The Department of Public Service said it was the maximum punishment allowed for the violation. Mexican government employees and elected officials above a certain level are required to file income disclosure forms.
Videgaray, currently a faculty member at the Massachusetts Institute of Technology's Sloan School of Management, is considered the political figure closest to former President Enrique Peña Nieto, in whose 2012-2018 administration he served.
Alleged misconduct by Videgaray has been a subject of accusations in recent years.
In November, President Andrés Manuel López Obrador said federal prosecutors had tried to get an arrest warrant for Videgaray, but said a judge rejected the request.
Videgaray has denied accusations by the former head of the state-owned oil company that he engaged in bribery or illegal campaign financing. In a statement in August, Videgaray wrote that the accusations “are false. Moreover, they are absurd, inconsistent and reckless.”
López Obrador said he did not know what the 2020 charges were because he maintains an arms-length relationship with the independent attorney general's office, though he said he had read they included a charge of treason.
The charges appear related to a formal legal complaint filed by Emilio Lozoya, the former head of Mexico's state-run oil company Petroleos Mexicanos. Lozoya alleged that Peña Nieto and Videgaray — then his treasury secretary — directed him to bribe lawmakers, including five senators, to support controversial energy and other structural reforms.
After months on the run, Lozoya was arrested in Spain in February and extradited to Mexico in July after agreeing to cooperate with investigators. He faces corruption charges related to Pemex's overvalued purchase of a fertilizer plant and to millions in dollars of bribes from Brazilian construction firm Odebrecht.

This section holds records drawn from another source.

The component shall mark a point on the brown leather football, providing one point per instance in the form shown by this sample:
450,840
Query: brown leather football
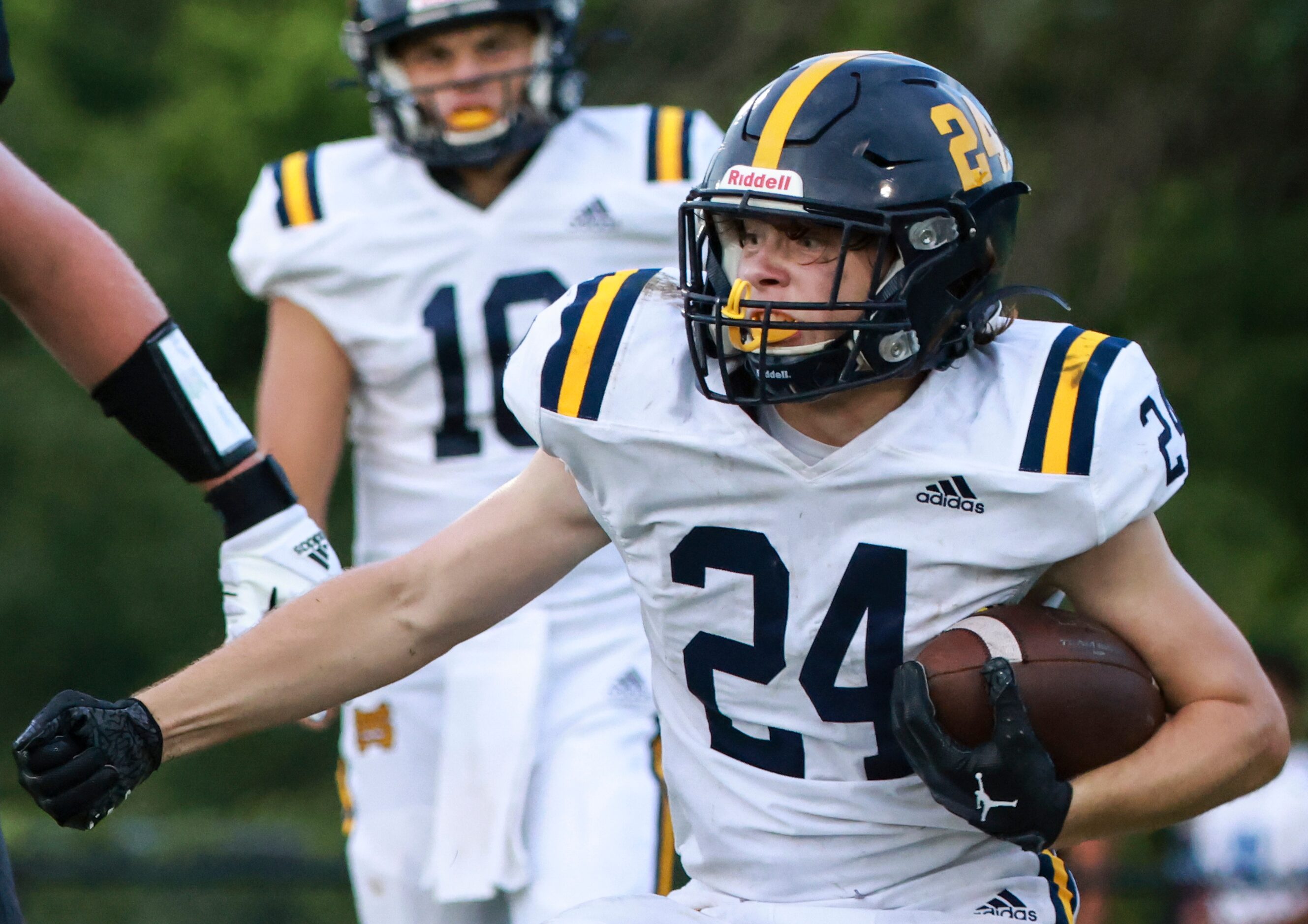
1090,697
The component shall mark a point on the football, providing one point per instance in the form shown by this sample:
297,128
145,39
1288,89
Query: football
1090,697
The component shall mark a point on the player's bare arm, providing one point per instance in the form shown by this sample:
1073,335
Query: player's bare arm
304,427
87,302
64,277
357,633
1227,732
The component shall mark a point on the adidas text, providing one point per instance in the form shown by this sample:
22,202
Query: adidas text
953,493
1006,905
953,504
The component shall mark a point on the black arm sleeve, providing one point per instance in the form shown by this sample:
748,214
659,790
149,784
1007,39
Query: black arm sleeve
5,67
165,398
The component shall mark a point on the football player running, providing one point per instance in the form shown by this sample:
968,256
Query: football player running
760,476
401,270
91,308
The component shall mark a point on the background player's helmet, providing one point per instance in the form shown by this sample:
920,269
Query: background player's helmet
555,85
898,156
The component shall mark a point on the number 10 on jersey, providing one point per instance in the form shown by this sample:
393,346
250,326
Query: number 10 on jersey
454,437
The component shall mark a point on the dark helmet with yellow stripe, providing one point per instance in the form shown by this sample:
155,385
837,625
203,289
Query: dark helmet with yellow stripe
895,154
555,84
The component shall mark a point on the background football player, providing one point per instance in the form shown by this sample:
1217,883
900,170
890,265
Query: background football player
86,301
401,270
759,476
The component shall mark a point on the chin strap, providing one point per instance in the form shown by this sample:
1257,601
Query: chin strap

In addition to the alleged bribes for lawmakers, Lozoya has told prosecutors that Peña Nieto and Videgaray told him to use $4 million from Odebrecht to pay foreign campaign consultants for work on Peña Nieto's 2012 election campaign. That campaign put his Institutional Revolutionary Party back in power after 12 years in the opposition.
Peña Nieto, who is reported to live abroad, hasn't spoken publicly since the allegations surfaced.